When you vow a vow to God, do not delay paying it, for he has no pleasure in fools.
Getting to church on Sunday morning can be such a hassle that we get very little out of the experience and begin to wonder, “what’s the point?” This week I am showing you from Ecclesiastes, how we can get to church, get over the hassle, and get to something great! Ecclesiastes is Solomon’s dissertation on how to avoid a meaningless life. In Ecclesiastes 5 Solomon shows us how to avoid meaningless worship. To see the introduction to this week’s series of posts, see Worship Mindset #1, Careful.
In Ecclesiastes 5:4-7, Solomon says that God takes no pleasure in a fool who makes a vow but never follows through. He then makes a curious statement. “Let not your mouth lead you into sin, and do not say before the messenger that it was a mistake (v. 6).” What does that mean? Who is the messenger?

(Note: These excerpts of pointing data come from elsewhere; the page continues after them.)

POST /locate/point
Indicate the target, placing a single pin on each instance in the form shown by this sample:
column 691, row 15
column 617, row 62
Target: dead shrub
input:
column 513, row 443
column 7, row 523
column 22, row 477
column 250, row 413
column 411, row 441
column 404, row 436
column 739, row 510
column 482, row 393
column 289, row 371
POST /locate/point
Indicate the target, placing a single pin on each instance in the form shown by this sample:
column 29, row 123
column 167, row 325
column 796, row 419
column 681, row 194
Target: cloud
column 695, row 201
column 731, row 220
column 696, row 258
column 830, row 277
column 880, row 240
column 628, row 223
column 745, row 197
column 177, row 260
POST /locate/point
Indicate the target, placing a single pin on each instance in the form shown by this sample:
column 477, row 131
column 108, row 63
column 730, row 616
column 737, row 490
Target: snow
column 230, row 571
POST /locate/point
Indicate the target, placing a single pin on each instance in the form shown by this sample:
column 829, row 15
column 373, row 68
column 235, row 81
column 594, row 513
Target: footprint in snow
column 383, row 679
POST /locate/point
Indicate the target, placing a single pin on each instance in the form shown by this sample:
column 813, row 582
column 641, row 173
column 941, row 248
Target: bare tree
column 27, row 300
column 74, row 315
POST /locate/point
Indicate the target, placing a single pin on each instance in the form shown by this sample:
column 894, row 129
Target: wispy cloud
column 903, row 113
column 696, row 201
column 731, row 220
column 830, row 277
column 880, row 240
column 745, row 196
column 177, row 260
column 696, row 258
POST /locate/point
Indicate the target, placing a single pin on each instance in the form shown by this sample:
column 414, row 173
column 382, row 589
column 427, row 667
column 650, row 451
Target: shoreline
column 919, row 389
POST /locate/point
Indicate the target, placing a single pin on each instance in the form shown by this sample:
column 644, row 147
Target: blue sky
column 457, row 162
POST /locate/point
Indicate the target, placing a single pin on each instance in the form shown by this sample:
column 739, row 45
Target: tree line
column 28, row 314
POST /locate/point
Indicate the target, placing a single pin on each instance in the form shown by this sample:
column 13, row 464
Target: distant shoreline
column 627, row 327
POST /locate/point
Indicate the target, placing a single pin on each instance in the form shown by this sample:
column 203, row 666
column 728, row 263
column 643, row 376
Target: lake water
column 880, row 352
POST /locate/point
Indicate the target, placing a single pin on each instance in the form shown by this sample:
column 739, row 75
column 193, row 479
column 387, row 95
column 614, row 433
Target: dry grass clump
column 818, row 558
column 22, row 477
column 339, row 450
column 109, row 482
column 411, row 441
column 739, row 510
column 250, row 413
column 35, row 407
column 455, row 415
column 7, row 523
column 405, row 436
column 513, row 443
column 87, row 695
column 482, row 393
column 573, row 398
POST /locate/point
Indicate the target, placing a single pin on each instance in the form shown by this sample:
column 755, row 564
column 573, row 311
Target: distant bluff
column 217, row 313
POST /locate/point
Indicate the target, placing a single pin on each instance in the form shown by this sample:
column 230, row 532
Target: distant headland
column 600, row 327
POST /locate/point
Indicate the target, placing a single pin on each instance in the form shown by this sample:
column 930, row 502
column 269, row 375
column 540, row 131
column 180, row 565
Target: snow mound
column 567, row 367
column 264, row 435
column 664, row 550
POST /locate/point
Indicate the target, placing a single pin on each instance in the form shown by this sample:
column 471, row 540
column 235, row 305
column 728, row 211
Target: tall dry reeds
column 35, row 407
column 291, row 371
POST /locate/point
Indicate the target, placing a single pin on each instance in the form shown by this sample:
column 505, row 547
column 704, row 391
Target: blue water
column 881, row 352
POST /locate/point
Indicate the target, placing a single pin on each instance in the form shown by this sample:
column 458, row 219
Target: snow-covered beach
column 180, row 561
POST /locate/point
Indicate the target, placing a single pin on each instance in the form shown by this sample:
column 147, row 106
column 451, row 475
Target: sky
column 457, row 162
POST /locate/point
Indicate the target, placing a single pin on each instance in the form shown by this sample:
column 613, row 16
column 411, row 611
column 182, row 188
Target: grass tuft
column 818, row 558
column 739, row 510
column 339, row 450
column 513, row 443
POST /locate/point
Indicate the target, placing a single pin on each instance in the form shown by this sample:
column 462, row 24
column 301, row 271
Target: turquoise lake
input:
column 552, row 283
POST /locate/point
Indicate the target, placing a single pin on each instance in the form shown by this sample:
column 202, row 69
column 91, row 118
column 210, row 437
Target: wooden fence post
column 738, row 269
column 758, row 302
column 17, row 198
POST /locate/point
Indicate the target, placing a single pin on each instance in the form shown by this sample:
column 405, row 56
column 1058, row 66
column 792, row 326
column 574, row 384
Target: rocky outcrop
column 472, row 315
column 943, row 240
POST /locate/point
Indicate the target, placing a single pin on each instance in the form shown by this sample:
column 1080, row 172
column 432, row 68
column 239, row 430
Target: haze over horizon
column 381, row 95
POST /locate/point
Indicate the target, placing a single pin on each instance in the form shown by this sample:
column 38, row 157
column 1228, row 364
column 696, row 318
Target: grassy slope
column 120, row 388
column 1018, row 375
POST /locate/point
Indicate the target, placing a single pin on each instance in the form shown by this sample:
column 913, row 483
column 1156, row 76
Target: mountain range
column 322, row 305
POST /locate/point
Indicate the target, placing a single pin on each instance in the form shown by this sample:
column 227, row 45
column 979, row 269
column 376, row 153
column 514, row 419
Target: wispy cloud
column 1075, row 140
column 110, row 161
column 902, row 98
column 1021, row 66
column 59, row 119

The messenger is someone who holds you accountable. This could be any number of people in your church. It could be your pastor, a teacher, a ministry leader, a member of a study group. The messenger is anyone to whom you make a commitment or to whom you have an obligation.
To go before the messenger and say “that it was a mistake” describes the actions of a person who apologizes, but really never does what they committed to do. They hate that they missed, but they had a good excuse. You can’t count on them. They lack faithfulness.
The Washington Post reported that according to CareerBuilder.com, Americans are great at making excuses. In explaining why workers were late to work, 51% of late arrivals blame traffic, 31% say they overslept, and 28% blame the weather. Some of the most ridiculous excuses include, “I was here, but I fell asleep in the parking lot.” “My fake eyelashes were stuck together.” And here is a great excuse, “I had morning sickness.” Morning sickness s
College students are killing off family members with their excuses. A professor noted that there seemed to be a rash of family deaths amongst students when papers were due and then just before final exams. The relative most likely to die during exams; grandma!
According to this professor’s investigation, grandmas were 10x more likely to die at midterm and 19x more likely to die during final exams. Students who were failing were 50x more likely to lose their grandmas! It seems that the key indicator of mortality amongst senior citizens who have grandchildren in college is GPA! It seems that if you have grandchildren in college, you may want to invest in a tutor.
Sometimes when it comes to getting to church, it’s a lot easier to just make excuses. That is especially true if you have positions of service or leadership. Sometimes a long week, coupled with that Sunday morning hassle makes it much harder to get there and much easier to make excuses.
So how do you get there and get over it? Try motivating out of an attitude of gratitude rather than guilt. Instead of thinking, “I’ve got to do this” have the mentality that “I get to do this.” I don’t have to get to church. I get to go to church. I don’t have to listen to a sermon. I get to listen to God’s Word faithfully preached. I don’t have to go to worship. I get to go to worship!
As sinners there should be a sense of guilt as we realize we stand condemned before a holy God. But if we know Christ as Savior, there should be an overwhelming sense of gratitude. How do you get to church and get over it? Be faithful. Fuel your faithfulness with gratitude. You don’t have to go. You get to go.